Hello there!

I’m back with another assignment. The task at hand was to choose any two sufficiently different documents and perform comparisons on them. The problem statement was to be self selected and later answered after the analysis.

Problem statement

Comparison of the maturity levels of teenagers and adults in their 40s by instrumenting their vocabulary and topics that they choose for writing.

Data Collection

I chose the data from Blog Authorship Corpus.

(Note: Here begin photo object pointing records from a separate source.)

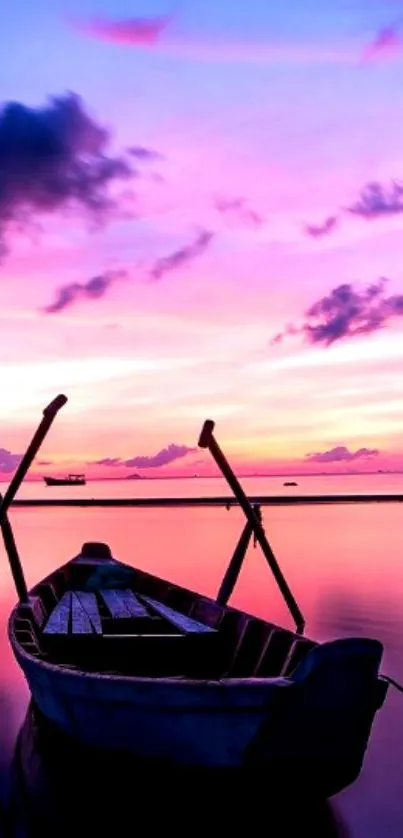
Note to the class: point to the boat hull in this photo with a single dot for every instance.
(313, 724)
(43, 781)
(230, 724)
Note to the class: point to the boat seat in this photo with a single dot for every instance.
(274, 654)
(81, 612)
(300, 648)
(249, 648)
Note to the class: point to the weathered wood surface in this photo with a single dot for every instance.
(88, 602)
(180, 621)
(58, 622)
(80, 621)
(123, 604)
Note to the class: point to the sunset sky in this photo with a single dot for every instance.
(201, 216)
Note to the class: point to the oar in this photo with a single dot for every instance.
(49, 415)
(234, 568)
(207, 440)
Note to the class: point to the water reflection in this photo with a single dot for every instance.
(344, 566)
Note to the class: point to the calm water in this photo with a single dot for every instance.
(344, 564)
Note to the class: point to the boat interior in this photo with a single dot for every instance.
(112, 619)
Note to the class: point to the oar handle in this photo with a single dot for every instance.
(49, 414)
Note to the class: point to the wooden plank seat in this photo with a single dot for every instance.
(80, 612)
(116, 630)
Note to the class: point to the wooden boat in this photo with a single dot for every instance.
(46, 794)
(123, 661)
(71, 480)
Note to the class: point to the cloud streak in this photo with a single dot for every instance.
(341, 454)
(387, 44)
(155, 33)
(181, 257)
(317, 231)
(237, 209)
(8, 461)
(94, 289)
(134, 31)
(53, 158)
(167, 455)
(346, 313)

Blog Authorship Corpus is gathered from Blogger.com in 2004. For my analysis, authors from two age groups (teens and adults in their 40’s) were chosen to be compared. The data on the website is present as XML files for each author. For data collection and extraction, I wrote a Python script to extract blog articles for 3 different authors from the XML for each age group and combined in the text file to create two documents.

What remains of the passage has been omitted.